I’ve always loved the holidays. I love cooking, baking, decorating, and especially our annual trip home to Cleveland for Christmas. The first time we traveled there together in 2016 was the first time my now-husband met my family and also the day he proposed to me, so now it’s a tradition. As wonderful as it all is, though, it’s stressful too because there’s never enough time or money and December is always the most financially straining month of the year.

Let’s face it, the average month is hectic and paycheck-to-paycheck for my lower middle class family, even though my husband and I both work really hard. When you take our normal monthly expenses and add in gifts for family and friends (and I mean even small inexpensive gifts), the tree (and no, having a real tree is non-negotiable because fuck fake Christmas trees), baking supplies, cards, postage to send cards, and travel expenses to see my family/friends up in Ohio, we’re left with a lot of month at the end of our money.

This year is especially tight as I’m trying to find another contract gig to add to my stack while also working the ones I have, and we’re saving as much as we can towards our goal of becoming homeowners next year. We’re grocery shopping like college kids; buying ramen, spaghetti-o’s, and cheap frozen pizzas. Even though it’s getting down into the mid-30’s at night, we’re not turning the heat on until it’s unbearable. We have extra hoodies/blankets to bundle up in, and a high electric bill will only make the situation worse. It’s crunch time, holidays style!

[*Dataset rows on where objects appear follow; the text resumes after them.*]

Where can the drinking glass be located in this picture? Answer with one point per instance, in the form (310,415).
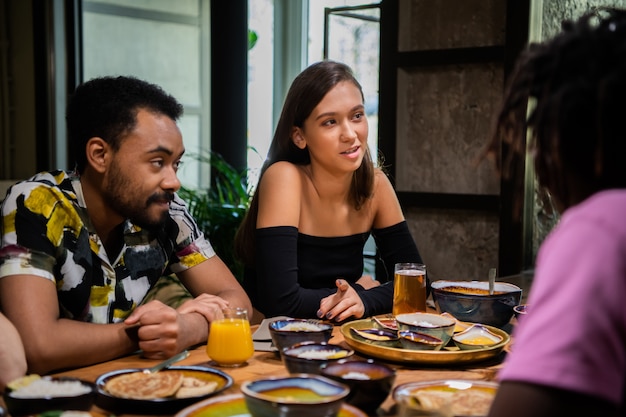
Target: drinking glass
(230,340)
(409,289)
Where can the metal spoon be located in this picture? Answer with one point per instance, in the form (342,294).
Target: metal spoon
(492,280)
(166,363)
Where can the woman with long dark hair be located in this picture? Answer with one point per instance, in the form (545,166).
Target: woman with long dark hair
(318,199)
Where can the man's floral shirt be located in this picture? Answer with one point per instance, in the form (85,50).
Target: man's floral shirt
(46,231)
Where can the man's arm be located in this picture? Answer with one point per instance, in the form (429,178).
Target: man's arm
(12,357)
(214,288)
(53,343)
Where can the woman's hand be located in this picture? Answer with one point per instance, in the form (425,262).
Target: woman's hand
(367,282)
(342,305)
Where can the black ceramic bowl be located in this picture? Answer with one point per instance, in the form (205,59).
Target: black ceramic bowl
(470,301)
(370,382)
(19,405)
(289,332)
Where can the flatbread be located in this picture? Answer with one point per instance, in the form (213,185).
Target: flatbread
(144,386)
(194,387)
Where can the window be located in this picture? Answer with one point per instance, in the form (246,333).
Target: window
(170,47)
(293,34)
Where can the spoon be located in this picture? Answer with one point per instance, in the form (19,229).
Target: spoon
(166,363)
(492,280)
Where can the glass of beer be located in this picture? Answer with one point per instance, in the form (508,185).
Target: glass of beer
(230,340)
(409,288)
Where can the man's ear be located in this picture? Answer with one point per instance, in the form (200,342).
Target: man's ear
(98,154)
(298,138)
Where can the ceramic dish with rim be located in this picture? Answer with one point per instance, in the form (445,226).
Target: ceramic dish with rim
(456,397)
(370,382)
(520,310)
(300,395)
(470,301)
(56,394)
(449,355)
(167,405)
(234,405)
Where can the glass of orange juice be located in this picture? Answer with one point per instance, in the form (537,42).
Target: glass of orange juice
(230,340)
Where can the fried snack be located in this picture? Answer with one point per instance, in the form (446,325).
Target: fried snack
(470,291)
(145,386)
(194,387)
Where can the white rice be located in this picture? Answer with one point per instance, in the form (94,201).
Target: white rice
(45,387)
(301,327)
(355,375)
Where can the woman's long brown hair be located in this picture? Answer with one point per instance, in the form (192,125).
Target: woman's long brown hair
(305,93)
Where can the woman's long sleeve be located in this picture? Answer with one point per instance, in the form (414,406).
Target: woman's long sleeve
(277,289)
(395,244)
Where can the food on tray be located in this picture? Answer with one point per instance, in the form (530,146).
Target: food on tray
(470,290)
(301,326)
(149,386)
(323,354)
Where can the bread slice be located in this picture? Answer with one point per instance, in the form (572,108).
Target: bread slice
(145,386)
(194,387)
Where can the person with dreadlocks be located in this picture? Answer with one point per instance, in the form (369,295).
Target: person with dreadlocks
(569,353)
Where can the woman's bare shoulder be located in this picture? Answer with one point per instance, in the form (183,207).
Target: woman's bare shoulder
(282,173)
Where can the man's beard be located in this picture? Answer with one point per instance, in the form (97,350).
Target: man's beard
(119,196)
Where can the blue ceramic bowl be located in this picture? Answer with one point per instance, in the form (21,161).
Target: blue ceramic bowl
(430,324)
(520,310)
(288,332)
(370,382)
(300,395)
(311,357)
(470,301)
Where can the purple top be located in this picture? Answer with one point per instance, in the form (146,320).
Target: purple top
(574,336)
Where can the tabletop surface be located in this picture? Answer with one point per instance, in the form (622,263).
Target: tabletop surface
(264,364)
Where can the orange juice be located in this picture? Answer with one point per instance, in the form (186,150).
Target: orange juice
(230,341)
(409,290)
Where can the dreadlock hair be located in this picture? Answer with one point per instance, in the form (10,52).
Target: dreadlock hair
(569,93)
(305,93)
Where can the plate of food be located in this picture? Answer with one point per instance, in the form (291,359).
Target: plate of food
(234,405)
(34,394)
(132,391)
(449,355)
(456,397)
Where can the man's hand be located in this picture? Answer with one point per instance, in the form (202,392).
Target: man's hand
(210,306)
(342,305)
(163,332)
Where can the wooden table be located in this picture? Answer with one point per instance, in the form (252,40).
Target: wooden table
(264,364)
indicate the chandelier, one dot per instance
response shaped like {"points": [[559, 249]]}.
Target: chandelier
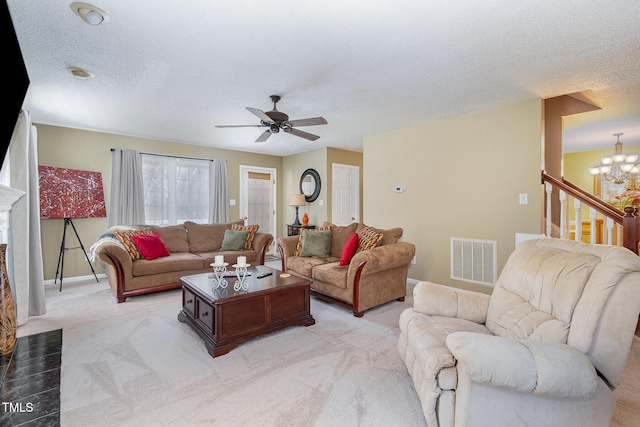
{"points": [[618, 167]]}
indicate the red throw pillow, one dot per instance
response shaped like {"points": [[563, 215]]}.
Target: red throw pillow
{"points": [[150, 246], [349, 249]]}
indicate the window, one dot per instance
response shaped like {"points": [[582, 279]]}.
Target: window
{"points": [[176, 189]]}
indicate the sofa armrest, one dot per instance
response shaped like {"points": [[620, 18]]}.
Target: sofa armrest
{"points": [[439, 300], [383, 258], [111, 252], [551, 369]]}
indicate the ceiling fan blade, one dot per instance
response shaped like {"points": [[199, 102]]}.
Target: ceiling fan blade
{"points": [[313, 121], [261, 115], [301, 134], [239, 126], [264, 136]]}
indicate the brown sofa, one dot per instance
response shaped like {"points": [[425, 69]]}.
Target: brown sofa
{"points": [[373, 277], [192, 248]]}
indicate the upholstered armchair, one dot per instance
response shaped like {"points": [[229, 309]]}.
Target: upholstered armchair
{"points": [[546, 348]]}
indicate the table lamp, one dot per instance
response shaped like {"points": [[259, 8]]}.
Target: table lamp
{"points": [[297, 200]]}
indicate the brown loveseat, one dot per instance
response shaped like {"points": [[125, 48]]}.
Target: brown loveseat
{"points": [[372, 277], [192, 248]]}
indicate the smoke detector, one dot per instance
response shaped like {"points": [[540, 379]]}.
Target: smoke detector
{"points": [[90, 14]]}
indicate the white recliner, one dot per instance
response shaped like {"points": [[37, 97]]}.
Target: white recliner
{"points": [[547, 348]]}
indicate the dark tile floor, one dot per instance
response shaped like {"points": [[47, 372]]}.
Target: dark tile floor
{"points": [[30, 381]]}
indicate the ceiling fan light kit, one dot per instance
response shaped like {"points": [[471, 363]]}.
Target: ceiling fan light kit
{"points": [[275, 120]]}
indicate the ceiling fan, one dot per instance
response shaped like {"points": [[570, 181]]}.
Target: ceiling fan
{"points": [[275, 120]]}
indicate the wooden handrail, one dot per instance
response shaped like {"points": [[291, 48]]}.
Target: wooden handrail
{"points": [[629, 219], [589, 199]]}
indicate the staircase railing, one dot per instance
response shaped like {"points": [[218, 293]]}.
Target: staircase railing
{"points": [[606, 223]]}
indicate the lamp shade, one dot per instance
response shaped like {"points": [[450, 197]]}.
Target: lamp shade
{"points": [[296, 200]]}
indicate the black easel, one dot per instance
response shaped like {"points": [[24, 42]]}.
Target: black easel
{"points": [[63, 249]]}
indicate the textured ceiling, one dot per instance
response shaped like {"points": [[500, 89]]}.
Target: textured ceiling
{"points": [[172, 70]]}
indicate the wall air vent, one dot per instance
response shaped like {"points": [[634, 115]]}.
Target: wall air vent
{"points": [[473, 260]]}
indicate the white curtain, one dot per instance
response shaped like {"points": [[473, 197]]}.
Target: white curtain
{"points": [[24, 263], [127, 192], [218, 192]]}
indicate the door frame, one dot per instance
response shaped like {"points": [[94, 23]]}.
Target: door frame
{"points": [[354, 170], [244, 174]]}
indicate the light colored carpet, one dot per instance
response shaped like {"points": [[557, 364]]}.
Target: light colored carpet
{"points": [[135, 364]]}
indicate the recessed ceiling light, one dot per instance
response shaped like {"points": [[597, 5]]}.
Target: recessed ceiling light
{"points": [[90, 14], [80, 73]]}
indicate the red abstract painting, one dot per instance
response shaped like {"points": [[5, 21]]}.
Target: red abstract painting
{"points": [[70, 193]]}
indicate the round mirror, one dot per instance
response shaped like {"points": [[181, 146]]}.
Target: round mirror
{"points": [[310, 185]]}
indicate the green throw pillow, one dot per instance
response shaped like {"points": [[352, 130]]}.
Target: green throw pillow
{"points": [[234, 240], [316, 244]]}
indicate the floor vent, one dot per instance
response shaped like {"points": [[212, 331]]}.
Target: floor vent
{"points": [[473, 260]]}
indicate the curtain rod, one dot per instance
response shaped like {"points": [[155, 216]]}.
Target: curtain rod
{"points": [[172, 156]]}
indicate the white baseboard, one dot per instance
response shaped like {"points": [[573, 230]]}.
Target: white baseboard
{"points": [[76, 279]]}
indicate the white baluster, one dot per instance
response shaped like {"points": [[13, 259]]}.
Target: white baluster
{"points": [[592, 215], [563, 214], [548, 189], [610, 231], [578, 215]]}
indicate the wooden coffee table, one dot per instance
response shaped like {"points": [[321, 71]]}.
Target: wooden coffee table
{"points": [[225, 318]]}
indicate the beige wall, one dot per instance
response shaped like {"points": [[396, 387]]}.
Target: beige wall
{"points": [[441, 200], [463, 178], [85, 150]]}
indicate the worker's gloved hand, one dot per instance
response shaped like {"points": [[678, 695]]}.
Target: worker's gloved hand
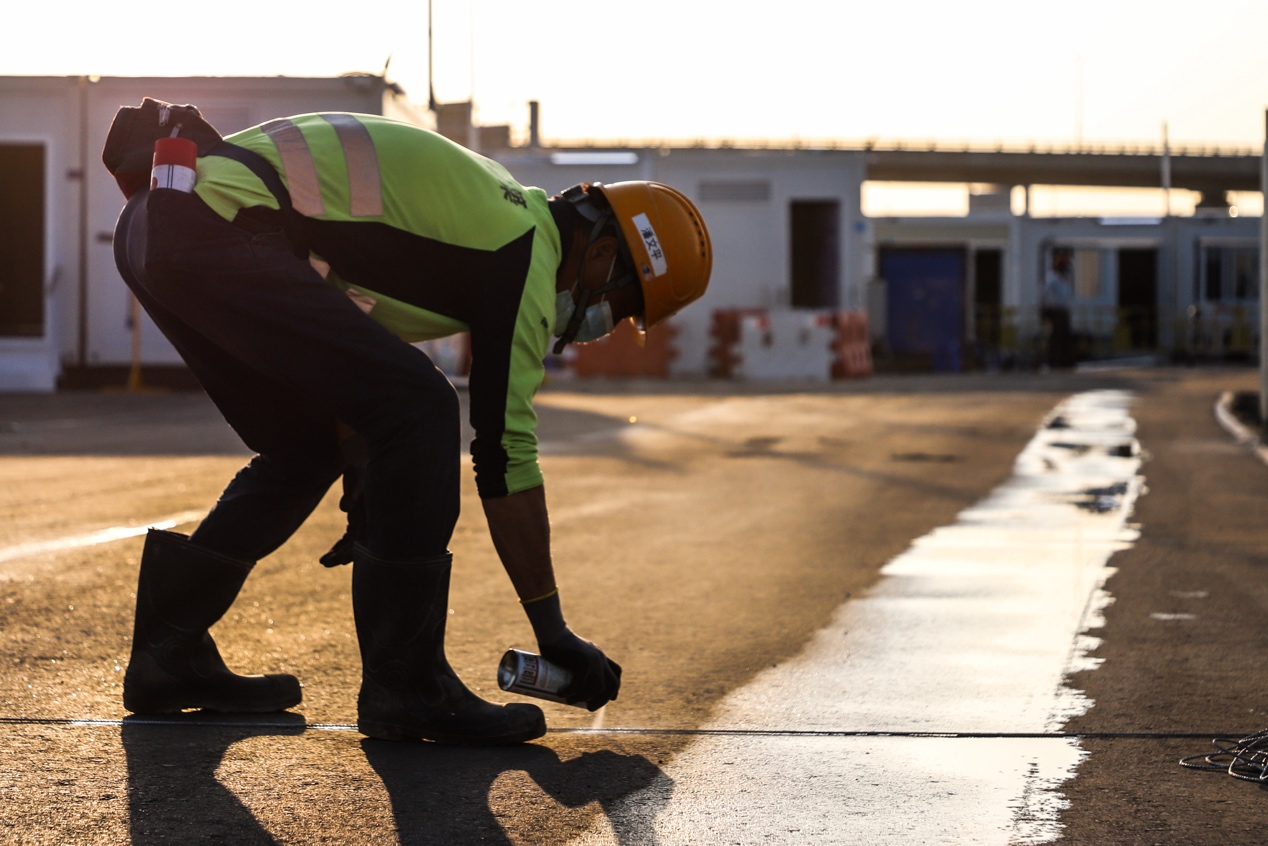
{"points": [[596, 679], [353, 504]]}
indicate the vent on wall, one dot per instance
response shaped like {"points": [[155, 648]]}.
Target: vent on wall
{"points": [[752, 190]]}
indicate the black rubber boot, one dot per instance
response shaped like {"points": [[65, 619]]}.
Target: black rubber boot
{"points": [[408, 690], [181, 591]]}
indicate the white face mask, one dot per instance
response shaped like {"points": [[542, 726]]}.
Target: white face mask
{"points": [[596, 322]]}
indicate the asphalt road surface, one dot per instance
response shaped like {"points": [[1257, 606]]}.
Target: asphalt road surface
{"points": [[705, 534]]}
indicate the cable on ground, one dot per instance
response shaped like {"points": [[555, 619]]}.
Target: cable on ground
{"points": [[1244, 759]]}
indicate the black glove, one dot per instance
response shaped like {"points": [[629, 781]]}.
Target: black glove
{"points": [[596, 679]]}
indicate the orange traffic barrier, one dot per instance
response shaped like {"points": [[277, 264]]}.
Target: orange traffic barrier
{"points": [[851, 346]]}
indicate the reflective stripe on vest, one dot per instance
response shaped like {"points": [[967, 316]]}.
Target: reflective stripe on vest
{"points": [[297, 166], [364, 183]]}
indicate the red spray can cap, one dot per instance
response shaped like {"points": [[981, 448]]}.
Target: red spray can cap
{"points": [[176, 151]]}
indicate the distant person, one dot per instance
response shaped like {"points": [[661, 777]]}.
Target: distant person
{"points": [[1055, 311], [297, 324]]}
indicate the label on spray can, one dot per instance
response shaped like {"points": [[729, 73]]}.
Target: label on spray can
{"points": [[531, 675], [175, 164]]}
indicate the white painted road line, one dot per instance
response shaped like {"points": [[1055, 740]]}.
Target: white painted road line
{"points": [[973, 629], [93, 538]]}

So my dear friends and family, when you don’t get an expensive gift from us, it’s not because we don’t love you. It’s because we really don’t want to be homeless and we can’t even afford expensive stuff for ourselves. If you’re in Ohio, the gift is mostly that we took off of work and drove 10 hours each way to see you and wish you a Merry Christmas. Trust me, that’s not an easy feat for us, but it’s worth it to see our Ohio folks that we only see once a year.